Shorefront, at 2010 Dewey Ave., is an archival gallery and library dedicated to the continuing research of black history in seven North Shore suburbs — Evanston, Glencoe, Highland Park, Lake Forest, Kenilworth, Wilmette and Winnetka.
Nearly two decades of research spearheaded by Robinson has uncovered a plethora of previously unpublished information that has revealed a new look at North Shore-area black history dating back more than 150 years.
Robinson’s passion for researching his own genealogy back in the mid-1990’s sparked his interest in local-black-history research. While digging through microfilms of obituaries, consensus data, articles and other historical documents in 1995, Robinson realized there was a lack of solid documentation on black history of the North Shore.

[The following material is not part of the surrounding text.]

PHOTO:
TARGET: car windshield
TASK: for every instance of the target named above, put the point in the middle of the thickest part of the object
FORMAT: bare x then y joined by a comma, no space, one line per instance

As he began delving deeper into his research he began sharing his newfound knowledge through a series of articles he wrote for the Evanston Clarion — a newspaper that has been defunct since 1997.
In 1999 Robinson introduced Shorefront to the public by distributing an informal quarterly newsletter to the public.
Several years later in 2002 Shorefront established itself as the only active nonprofit organization in the north suburbs that provides an outlet for the study and research for black history.
Robinson had housed his rapidly growing collection of historical research in his home until 2009, when he opened the Shorefront Legacy Center, a converted school building that features a gallery and research library with more than 400 books, 1,000 historical photos, audio tapes of interviews with local families and other materials.
The center is funded through donations and grants from area-organizations including the Richard H. Driehaus Foundation, the Illinois Humanities Council, the Francis Beidler Foundation and others.
“I wanted to create something that had permanency to the many families that have been living in the North Shore for many generations,” Robinson said. “There’s nothing else out there like this where the whole community can come in and look at things like this.”
Among his findings Robinson has found what was the first black church in the North Shore — a congregation formed in 1870 in Lake Forest. He has also completed extensive research on Evanston’s first black alderman, Edwin Jourdain, and pilot Fred Hutcherson, Jr., and many other prominent black historical figures.